New Orleans-Intravitreal triamcinolone combined with photodynamic therapy (PDT) with verteporfin (Visudyne, Novartis Ophthalmics/QLT) appears to be another option for treating patients with exudative macular degeneration, according to Daniel B. Roth, MD, who spoke during the American Academy of Ophthalmology annual meeting.
Patients with subfoveal choroidal neovascularization (CNV) were treated with a 4-mg dose of intravitreal triamcinolone 1 week before PDT and then re-evaluated at 3-month intervals with fluorescein. Patients were divided into 2 groups: the salvage group 1 (42 eyes) and primary treatment group 2 (28 eyes). The salvage group had persistent leakage with significant subretinal fluid after a mean of 3.1 prior PDT sessions. The second group had not been treated before and was considered likely to respond to combined therapy based on their characteristics, noted Dr. Roth.

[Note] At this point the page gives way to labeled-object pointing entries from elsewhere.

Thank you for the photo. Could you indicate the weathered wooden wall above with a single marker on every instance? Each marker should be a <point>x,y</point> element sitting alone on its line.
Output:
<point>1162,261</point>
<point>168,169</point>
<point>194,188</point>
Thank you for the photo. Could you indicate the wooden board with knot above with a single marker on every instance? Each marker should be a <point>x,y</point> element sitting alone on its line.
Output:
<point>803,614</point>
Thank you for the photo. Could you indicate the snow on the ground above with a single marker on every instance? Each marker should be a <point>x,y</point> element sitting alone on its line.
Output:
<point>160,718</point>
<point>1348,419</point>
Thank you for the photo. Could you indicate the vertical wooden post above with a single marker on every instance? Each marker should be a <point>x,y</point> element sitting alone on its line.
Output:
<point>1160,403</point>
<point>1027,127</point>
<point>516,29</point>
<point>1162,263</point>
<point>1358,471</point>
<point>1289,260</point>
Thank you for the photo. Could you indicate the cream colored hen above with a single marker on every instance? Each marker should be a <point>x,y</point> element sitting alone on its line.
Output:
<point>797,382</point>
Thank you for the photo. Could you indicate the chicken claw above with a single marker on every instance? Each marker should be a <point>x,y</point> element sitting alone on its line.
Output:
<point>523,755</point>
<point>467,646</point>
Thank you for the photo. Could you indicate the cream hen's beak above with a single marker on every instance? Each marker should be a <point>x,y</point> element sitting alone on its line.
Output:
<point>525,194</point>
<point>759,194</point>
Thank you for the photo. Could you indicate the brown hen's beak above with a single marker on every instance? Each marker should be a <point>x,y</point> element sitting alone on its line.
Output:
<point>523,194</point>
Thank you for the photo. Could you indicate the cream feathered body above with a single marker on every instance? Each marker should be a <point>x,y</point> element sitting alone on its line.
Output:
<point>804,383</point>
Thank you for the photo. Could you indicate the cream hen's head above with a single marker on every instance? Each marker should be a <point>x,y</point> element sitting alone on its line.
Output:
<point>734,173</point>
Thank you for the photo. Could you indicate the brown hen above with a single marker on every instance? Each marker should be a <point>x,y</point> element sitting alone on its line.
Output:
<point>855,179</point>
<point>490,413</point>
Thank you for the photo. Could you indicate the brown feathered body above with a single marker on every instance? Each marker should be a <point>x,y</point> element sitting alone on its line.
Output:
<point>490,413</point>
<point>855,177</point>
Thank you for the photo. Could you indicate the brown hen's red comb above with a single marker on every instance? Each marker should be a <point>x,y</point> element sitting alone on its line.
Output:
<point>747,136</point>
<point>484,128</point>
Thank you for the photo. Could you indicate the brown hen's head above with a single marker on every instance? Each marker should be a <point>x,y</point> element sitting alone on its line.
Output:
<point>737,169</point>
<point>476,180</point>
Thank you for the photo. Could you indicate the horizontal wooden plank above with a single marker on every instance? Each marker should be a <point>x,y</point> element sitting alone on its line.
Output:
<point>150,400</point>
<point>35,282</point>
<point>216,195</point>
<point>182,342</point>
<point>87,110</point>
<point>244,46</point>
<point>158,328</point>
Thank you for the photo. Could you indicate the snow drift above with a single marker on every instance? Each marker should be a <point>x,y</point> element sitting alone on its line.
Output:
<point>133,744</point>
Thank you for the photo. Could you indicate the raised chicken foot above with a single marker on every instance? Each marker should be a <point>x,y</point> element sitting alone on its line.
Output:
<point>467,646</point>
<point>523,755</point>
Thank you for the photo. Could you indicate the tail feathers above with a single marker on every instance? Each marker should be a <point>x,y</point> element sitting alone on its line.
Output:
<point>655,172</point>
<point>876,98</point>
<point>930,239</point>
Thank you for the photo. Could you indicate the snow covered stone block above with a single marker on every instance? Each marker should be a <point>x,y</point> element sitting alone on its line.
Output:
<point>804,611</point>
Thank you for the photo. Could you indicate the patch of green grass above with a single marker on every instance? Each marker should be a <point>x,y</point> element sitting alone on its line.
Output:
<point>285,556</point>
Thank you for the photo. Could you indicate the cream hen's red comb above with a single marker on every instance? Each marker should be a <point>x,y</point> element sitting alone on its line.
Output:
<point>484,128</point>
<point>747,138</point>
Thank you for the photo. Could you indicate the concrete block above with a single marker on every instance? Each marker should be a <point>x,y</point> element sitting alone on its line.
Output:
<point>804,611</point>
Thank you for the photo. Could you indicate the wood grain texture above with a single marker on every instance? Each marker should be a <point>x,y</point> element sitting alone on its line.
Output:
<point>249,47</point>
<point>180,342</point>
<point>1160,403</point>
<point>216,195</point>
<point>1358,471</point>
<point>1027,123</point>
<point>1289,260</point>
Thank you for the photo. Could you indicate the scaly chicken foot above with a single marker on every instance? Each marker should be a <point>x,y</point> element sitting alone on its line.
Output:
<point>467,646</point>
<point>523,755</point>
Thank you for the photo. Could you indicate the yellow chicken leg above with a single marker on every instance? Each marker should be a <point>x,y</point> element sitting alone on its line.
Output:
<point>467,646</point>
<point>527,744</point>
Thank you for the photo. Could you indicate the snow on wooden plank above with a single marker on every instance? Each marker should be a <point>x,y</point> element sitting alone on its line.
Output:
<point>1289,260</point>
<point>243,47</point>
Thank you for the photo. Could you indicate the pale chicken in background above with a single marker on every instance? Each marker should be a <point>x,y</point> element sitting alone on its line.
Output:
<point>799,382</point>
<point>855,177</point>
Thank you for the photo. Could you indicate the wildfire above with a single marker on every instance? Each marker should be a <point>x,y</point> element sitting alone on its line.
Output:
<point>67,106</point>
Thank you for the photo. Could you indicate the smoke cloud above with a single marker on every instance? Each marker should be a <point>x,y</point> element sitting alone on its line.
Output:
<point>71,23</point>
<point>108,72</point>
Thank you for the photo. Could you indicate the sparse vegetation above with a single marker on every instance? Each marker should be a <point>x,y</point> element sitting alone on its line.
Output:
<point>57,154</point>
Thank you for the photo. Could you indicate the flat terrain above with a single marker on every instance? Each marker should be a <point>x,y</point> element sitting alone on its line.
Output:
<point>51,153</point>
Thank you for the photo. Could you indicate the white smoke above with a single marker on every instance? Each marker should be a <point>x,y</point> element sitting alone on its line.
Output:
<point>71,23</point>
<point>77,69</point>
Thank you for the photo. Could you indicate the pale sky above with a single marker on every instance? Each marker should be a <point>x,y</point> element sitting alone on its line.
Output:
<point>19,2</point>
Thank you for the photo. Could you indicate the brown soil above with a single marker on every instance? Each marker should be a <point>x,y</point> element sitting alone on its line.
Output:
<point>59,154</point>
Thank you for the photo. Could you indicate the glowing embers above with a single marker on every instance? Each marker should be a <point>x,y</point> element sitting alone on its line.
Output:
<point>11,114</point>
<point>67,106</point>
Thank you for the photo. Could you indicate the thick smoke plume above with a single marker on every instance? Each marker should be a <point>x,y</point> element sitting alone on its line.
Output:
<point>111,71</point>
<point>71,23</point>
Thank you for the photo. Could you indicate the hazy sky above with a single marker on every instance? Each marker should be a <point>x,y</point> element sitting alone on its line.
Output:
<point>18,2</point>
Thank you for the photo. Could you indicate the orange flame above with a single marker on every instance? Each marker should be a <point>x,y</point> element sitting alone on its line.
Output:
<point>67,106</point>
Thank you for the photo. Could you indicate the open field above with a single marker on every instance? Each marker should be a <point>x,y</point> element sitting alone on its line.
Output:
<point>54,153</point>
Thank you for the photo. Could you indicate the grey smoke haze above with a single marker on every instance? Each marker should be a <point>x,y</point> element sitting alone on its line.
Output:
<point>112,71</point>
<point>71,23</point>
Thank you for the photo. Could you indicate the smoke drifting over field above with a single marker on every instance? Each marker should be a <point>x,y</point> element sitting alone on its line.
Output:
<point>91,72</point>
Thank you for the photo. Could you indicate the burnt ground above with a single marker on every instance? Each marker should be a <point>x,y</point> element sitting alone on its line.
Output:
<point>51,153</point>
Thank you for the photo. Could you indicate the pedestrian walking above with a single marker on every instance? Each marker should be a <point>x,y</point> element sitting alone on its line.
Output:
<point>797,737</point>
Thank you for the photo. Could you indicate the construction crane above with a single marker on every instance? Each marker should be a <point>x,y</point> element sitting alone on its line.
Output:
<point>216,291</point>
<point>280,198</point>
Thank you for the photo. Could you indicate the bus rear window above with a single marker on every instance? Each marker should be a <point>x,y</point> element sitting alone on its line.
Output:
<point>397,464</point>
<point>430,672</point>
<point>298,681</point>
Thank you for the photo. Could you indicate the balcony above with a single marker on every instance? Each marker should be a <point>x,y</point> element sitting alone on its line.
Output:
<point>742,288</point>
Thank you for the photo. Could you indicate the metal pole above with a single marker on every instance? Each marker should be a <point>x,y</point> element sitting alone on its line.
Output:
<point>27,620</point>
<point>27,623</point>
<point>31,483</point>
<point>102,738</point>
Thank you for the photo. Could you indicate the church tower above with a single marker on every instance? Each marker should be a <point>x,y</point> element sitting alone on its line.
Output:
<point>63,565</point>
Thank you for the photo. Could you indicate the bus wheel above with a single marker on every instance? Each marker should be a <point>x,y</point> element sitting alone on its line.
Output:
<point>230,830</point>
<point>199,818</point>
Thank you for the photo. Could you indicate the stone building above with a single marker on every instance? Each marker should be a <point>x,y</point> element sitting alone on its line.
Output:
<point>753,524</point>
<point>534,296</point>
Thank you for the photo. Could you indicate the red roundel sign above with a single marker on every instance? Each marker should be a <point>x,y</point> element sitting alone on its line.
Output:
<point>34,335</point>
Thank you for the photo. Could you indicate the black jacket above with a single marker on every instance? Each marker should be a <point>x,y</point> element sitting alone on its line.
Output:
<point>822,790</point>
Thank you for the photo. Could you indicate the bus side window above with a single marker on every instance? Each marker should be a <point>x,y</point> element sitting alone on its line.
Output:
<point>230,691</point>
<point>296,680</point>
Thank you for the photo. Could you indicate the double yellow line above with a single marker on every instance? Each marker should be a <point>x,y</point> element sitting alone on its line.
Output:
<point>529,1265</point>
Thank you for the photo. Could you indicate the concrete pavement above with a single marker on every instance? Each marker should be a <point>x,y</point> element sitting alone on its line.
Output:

Mean lesion size was 5.4 mm for group 1 and 3.9 mm for group 2 and patients were followed for up to 12 months after combined therapy.
"In terms of visual acuity outcome, in group 1, 20% of eyes saw 2 lines or better at 12 months and 12% at final visit. Stabilization of vision within 2 lines or better was seen in 90% of eyes at 12 months and 88% at the final visit," Dr. Roth said.
In the second group, 13% saw 2 lines or better at 12 months and 14% at the final visit and 80% of eyes were stable within 2 lines or better at 12 months and 79% at the final visit, he continued.
Re-treatments were required in some cases with PDT alone at 3 months and triamcinolone was used with PDT every 6 months if leakage persisted. About 24% of eyes required additional triamcinolone in group 1 and 39% in group 2.
There were few complications associated with combination therapy, which included increased IOP with 13% of eyes requiring drops. Nineteen percent required cataract removal.
"Intravitreal triamcinolone may enhance the efficacy of PDT with verteporfin in treating CNV in macular degeneration," Dr. Roth said.